“It’s easy to make the mob weep,” he answered with a sneer. “What fools they are! As if there was anything in that sort of slush.”
Emily was simply listening, was not even looking comment.
“I don’t suppose that anybody ever unselfishly cared for anybody else since the world began,” he went on. “It’s always vanity and self-interest. The difference between the mob and the intelligent few is that the mob is hypocritical and timid, while intelligent people frankly reach out for what they want.”
“Your scheme of life has at least the merit of directness,” said Emily, turning away to go to her desk.
On the plea that he wished to discuss work with her he practically compelled her to dine with him two or three times a week. While his lips were busy with adroit praises of her ability his eyes were appealing to her vanity as a woman—and he was not so unskilful at that mode of attack as he had seemed at first. He exploited her articles in the Sunday magazine, touching them up himself and—as she could not but see—greatly improving them. He asked Stilson to raise her salary, and it was done.

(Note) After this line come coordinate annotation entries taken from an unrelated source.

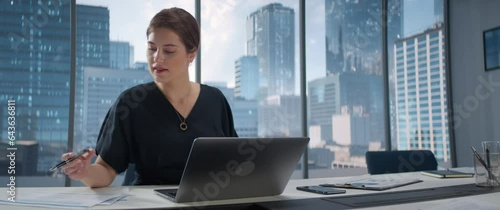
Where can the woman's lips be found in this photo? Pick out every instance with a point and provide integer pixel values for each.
(160, 70)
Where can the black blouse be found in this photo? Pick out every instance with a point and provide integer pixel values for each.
(142, 127)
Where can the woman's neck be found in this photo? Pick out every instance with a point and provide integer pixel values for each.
(176, 92)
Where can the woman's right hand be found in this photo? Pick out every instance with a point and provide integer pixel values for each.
(78, 168)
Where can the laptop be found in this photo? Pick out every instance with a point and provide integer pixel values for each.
(230, 167)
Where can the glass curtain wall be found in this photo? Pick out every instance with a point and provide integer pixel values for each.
(344, 85)
(417, 77)
(250, 51)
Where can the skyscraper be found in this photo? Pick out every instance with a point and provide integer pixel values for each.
(421, 105)
(353, 36)
(121, 55)
(350, 90)
(271, 37)
(323, 103)
(438, 11)
(92, 50)
(246, 78)
(34, 71)
(101, 88)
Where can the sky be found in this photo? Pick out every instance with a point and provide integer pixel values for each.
(223, 30)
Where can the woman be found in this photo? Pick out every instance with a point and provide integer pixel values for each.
(153, 125)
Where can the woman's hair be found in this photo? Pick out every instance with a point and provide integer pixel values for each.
(179, 21)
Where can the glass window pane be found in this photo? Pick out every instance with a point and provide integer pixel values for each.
(34, 74)
(250, 52)
(344, 85)
(421, 21)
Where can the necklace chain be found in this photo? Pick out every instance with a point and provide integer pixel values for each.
(183, 125)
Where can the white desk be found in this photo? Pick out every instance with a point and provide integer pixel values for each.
(144, 197)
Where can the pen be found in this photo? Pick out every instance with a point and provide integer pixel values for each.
(488, 156)
(478, 157)
(64, 162)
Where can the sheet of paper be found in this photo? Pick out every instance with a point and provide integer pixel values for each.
(465, 204)
(64, 198)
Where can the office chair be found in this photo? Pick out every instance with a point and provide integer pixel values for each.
(381, 162)
(129, 175)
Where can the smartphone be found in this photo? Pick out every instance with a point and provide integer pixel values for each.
(321, 190)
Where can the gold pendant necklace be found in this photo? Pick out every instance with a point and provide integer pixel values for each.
(183, 124)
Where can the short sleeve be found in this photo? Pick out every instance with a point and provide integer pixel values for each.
(114, 137)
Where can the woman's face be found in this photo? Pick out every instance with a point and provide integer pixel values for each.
(168, 58)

She did not discourage him. She was passive, maintaining her business-like manner. But after leaving him she always had a feeling of depression and self-disapproval. She liked the display of her work, she liked the sense of professional importance which he gave her, she did not dislike his flatteries. She tried to force herself to look at the truth, to see that all he said and did arose from the basest of motives, unredeemed by a single trace of an adornment of sentiment. But, though she pretended to herself that she understood him perfectly, her vanity was insidiously aiding her strong sense of the politic to draw her on. “What can I do?” she pleaded to herself. “I must earn my living. I must assume, as long as I possibly can, that everything is all right.”
While she was thus drifting, helpless to act and desperately trying to hope that a crisis was not coming, she met Stilson one morning in the entrance-hall of the Democrat Building. As always, his sombre expression lighted and he stopped her.
“How are you getting on with Gammell?” he asked, in his voice that exactly suited the resolute set of his jaw and the aggressive forward thrust of his well-shaped head.
At Gammell’s name she became embarrassed, almost ashamed. No one knew better than she what a powerful effect Stilson had upon sensitive people in making them guiltily self-conscious if there was reason for it. She could not help dropping her eyes, and her confusion was not decreased by the fear that he would misconstrue her manner into a confession worse than the truth. But she was showing less of her mind than she thought.
“Oh—splendidly,” she replied. “I like him much better than at first. He makes us work and that has been well for me.”